Die Frau: Pfui! Du schleichst Dich ins Heiligtum der Schönheit und malst der Göttin mit Kohle einen Bart unter die Nase.
Der Mann: Heilig sei mir alles Leben. Aber Freiheit will ich haben über alles zu lachen.
Die Frau: Heimliche Tränen.
Der Mann: Liebste Frau. Karikaturen sind keine Wirklichkeit. Was gehn mich denn wirkliche Menschen an? Was wirkliche Geschichte? Wenn wir die Wahrheit suchen, so müssen wir draußen stehn. Lasse mich ruhig lieben und hassen. Wir hassen und lieben immer; Richter an Andern und Uns.
Die Frau: Sie werden Deine Wahrheit für Wirklichkeit halten. Und werden sagen: Er macht Mitstrebende zu Opfern seiner Scheelsucht und Bosheit.

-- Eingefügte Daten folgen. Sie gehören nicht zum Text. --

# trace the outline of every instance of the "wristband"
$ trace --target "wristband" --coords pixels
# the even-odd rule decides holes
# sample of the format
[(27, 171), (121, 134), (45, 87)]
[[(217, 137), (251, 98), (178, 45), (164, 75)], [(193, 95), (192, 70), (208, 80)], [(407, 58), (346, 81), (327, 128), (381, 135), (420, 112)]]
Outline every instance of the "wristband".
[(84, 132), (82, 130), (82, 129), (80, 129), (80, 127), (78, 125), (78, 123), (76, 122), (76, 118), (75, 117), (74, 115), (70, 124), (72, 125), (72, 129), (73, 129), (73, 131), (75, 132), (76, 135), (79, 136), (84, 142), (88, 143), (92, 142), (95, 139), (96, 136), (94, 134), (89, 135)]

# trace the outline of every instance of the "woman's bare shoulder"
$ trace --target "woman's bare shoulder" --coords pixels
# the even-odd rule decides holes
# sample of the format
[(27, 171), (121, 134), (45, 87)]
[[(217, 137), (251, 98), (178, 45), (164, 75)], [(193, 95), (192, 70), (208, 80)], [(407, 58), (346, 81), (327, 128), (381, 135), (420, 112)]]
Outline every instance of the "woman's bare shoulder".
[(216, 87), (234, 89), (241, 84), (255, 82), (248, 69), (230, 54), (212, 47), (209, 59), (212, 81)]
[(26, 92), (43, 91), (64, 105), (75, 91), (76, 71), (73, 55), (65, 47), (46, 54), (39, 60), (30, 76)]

Der Mann: Muß ich vorausbemerken, daß alle Satire Wirklichkeit als Transparent benutzt? Daß wirkliche Zeitgenossen ihre ungefähren Zufallsanlässe sind, um zeitlos Bündiges zu malen? Muß ich aussprechen, daß wirkliche Menschen gerade so weit gemeint sind, als Satire überhaupt an Sinnfälliges anknüpfen muß? Muß gesagt sein, daß ich die Größe alle dieser Männer (Ebert, Kuno, Stinnes, Foch, Kayserlinck, Spengler, Scheler, Harden, Ehrhardt und wer immer es sei) sehr wohl kenne? Würde ich mich denn mit ihnen abgeben, wenn sie kleiner wären?
Die Frau: Du tust andern weh. Du mußt das büßen.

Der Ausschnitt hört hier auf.